Innovative Genomics Institute; University of California, Berkeley, CA, USA.
bioRxiv. 2024 Jul 31:2024.07.31.606079. doi: 10.1101/2024.07.31.606079.
RNA-guided endonucleases are involved in processes ranging from adaptive immunity to site-specific transposition and have revolutionized genome editing. CRISPR-Cas9, -Cas12 and related proteins use guide RNAs to recognize ~20-nucleotide target sites within genomic DNA by mechanisms that are not yet fully understood. We used structural and biochemical methods to assess early steps in DNA recognition by Cas12a protein-guide RNA complexes. We show here that Cas12a initiates DNA target recognition by bending DNA to induce transient nucleotide flipping that exposes nucleobases for DNA-RNA hybridization. Cryo-EM structural analysis of a trapped Cas12a-RNA-DNA surveillance complex and fluorescence-based conformational probing show that Cas12a-induced DNA helix destabilization enables target discovery and engagement. This mechanism of initial DNA interrogation resembles that of CRISPR-Cas9 despite distinct evolutionary origins and different RNA-DNA hybridization directionality of these enzyme families. Our findings support a model in which RNA-mediated DNA engineering begins with local helix distortion by transient CRISPR-Cas protein binding.

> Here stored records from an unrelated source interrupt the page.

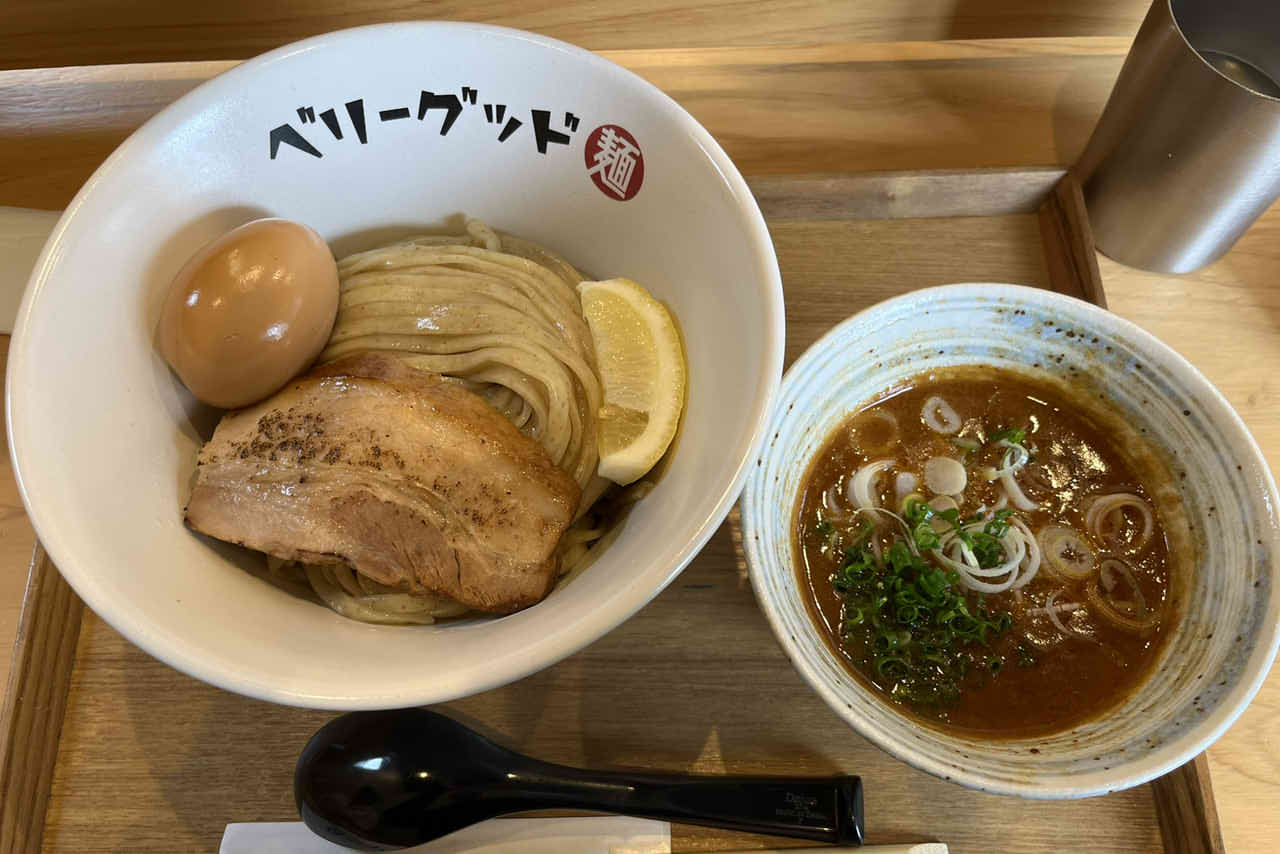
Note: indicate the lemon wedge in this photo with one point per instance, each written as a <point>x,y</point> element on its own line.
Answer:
<point>643,368</point>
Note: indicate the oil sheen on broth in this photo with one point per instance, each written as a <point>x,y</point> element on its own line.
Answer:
<point>979,552</point>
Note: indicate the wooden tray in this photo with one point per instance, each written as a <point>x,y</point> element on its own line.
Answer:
<point>105,749</point>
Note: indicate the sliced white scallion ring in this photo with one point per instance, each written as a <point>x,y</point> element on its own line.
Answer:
<point>864,480</point>
<point>832,503</point>
<point>1016,497</point>
<point>904,484</point>
<point>1105,517</point>
<point>1032,562</point>
<point>945,476</point>
<point>940,416</point>
<point>1065,553</point>
<point>1051,612</point>
<point>1098,593</point>
<point>940,505</point>
<point>891,434</point>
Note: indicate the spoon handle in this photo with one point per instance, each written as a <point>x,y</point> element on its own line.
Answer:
<point>824,809</point>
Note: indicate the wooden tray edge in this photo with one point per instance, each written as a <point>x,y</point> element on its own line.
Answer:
<point>31,724</point>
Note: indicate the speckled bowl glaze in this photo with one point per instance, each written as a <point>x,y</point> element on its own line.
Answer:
<point>1226,636</point>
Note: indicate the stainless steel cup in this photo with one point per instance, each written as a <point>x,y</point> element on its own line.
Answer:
<point>1187,153</point>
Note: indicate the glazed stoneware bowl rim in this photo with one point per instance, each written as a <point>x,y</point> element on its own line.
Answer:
<point>760,526</point>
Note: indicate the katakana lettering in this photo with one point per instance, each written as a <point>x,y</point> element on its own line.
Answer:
<point>330,120</point>
<point>433,101</point>
<point>356,113</point>
<point>543,132</point>
<point>511,127</point>
<point>287,135</point>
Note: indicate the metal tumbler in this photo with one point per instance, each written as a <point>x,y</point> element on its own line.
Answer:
<point>1187,153</point>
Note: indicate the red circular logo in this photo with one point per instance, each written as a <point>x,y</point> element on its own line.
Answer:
<point>615,161</point>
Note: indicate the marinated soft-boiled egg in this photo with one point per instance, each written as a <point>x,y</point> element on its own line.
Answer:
<point>250,311</point>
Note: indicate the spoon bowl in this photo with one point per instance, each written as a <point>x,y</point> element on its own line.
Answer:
<point>391,780</point>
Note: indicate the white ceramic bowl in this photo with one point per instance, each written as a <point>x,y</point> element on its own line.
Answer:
<point>103,434</point>
<point>1226,638</point>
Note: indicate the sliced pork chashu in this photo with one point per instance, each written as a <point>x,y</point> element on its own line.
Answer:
<point>410,479</point>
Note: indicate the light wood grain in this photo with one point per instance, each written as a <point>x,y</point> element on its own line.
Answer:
<point>1188,814</point>
<point>17,539</point>
<point>1069,251</point>
<point>33,706</point>
<point>983,104</point>
<point>85,32</point>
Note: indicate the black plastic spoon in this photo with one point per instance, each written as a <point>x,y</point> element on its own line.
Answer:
<point>389,780</point>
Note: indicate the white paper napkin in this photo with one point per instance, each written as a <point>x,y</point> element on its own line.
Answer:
<point>22,234</point>
<point>593,835</point>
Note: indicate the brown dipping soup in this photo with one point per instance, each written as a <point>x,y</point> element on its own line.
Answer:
<point>1029,598</point>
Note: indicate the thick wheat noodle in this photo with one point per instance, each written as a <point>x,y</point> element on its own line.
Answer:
<point>522,275</point>
<point>499,315</point>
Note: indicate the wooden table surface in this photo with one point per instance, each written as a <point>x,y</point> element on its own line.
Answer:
<point>798,109</point>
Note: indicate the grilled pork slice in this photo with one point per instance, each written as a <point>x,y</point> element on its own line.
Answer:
<point>410,479</point>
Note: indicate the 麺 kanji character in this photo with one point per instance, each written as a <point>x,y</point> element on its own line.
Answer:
<point>613,160</point>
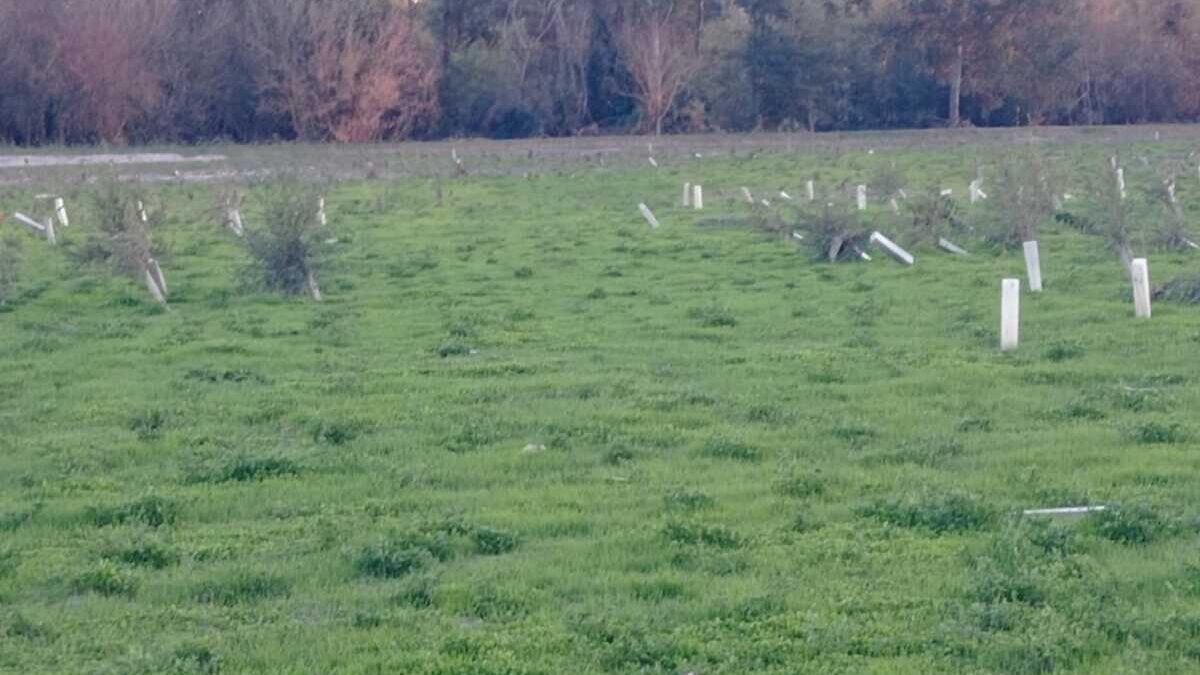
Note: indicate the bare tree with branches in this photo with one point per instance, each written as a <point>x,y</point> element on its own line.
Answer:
<point>661,58</point>
<point>347,71</point>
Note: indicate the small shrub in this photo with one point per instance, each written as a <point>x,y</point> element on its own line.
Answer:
<point>151,512</point>
<point>118,237</point>
<point>106,579</point>
<point>940,513</point>
<point>288,251</point>
<point>713,316</point>
<point>391,560</point>
<point>1023,201</point>
<point>243,587</point>
<point>492,541</point>
<point>724,448</point>
<point>1128,525</point>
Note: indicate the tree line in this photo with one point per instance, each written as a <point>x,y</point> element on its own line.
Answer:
<point>138,71</point>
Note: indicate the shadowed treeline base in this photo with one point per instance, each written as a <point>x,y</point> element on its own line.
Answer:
<point>143,71</point>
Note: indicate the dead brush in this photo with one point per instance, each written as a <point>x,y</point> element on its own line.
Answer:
<point>1171,232</point>
<point>832,233</point>
<point>1108,215</point>
<point>10,267</point>
<point>1025,198</point>
<point>228,209</point>
<point>931,216</point>
<point>121,240</point>
<point>289,249</point>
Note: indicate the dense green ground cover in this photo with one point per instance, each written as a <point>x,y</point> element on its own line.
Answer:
<point>527,434</point>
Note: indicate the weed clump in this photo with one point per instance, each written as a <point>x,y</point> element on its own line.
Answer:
<point>493,541</point>
<point>701,535</point>
<point>725,448</point>
<point>243,587</point>
<point>801,485</point>
<point>688,500</point>
<point>10,268</point>
<point>106,579</point>
<point>151,512</point>
<point>142,554</point>
<point>247,470</point>
<point>1153,432</point>
<point>713,316</point>
<point>1185,291</point>
<point>941,513</point>
<point>391,560</point>
<point>148,424</point>
<point>1128,525</point>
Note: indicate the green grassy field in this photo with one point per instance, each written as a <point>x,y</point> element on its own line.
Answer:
<point>527,434</point>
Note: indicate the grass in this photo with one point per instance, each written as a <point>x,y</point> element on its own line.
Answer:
<point>744,460</point>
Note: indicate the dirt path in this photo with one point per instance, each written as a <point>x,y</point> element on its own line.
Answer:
<point>35,161</point>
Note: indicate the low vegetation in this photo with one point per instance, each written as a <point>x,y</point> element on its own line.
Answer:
<point>525,432</point>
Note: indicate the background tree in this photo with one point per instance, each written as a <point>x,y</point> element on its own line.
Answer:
<point>661,59</point>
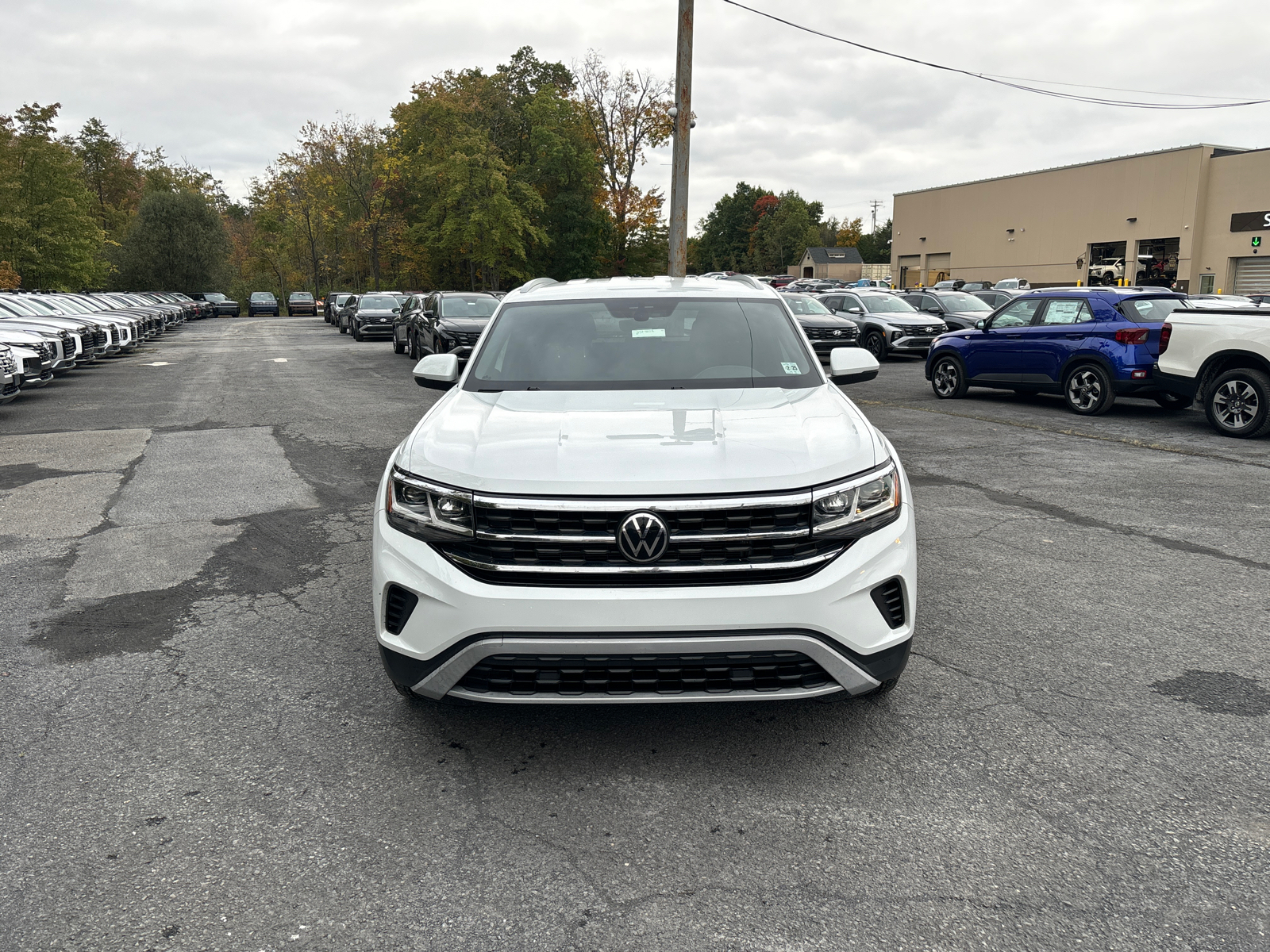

RNA引导的核酸内切酶参与了从适应性免疫到位点特异性转座等一系列过程,并彻底改变了基因组编辑技术。CRISPR-Cas9、Cas12及相关蛋白利用引导RNA通过尚未完全了解的机制识别基因组DNA内约20个核苷酸的靶位点。我们采用结构和生化方法评估了Cas12a蛋白-引导RNA复合物识别DNA的早期步骤。我们在此表明,Cas12a通过弯曲DNA引发瞬时核苷酸翻转,从而暴露出用于DNA-RNA杂交的核碱基,进而启动对DNA靶标的识别。对捕获的Cas12a-RNA-DNA监测复合物的冷冻电镜结构分析和基于荧光的构象探测表明,Cas12a诱导的DNA螺旋不稳定能够实现靶标的发现与结合。尽管这些酶家族有着不同的进化起源和不同的RNA-DNA杂交方向性,但这种初始DNA询问机制类似于CRISPR-Cas9。我们的研究结果支持了一种模型,即RNA介导的DNA工程始于通过瞬时CRISPR-Cas蛋白结合导致的局部螺旋扭曲。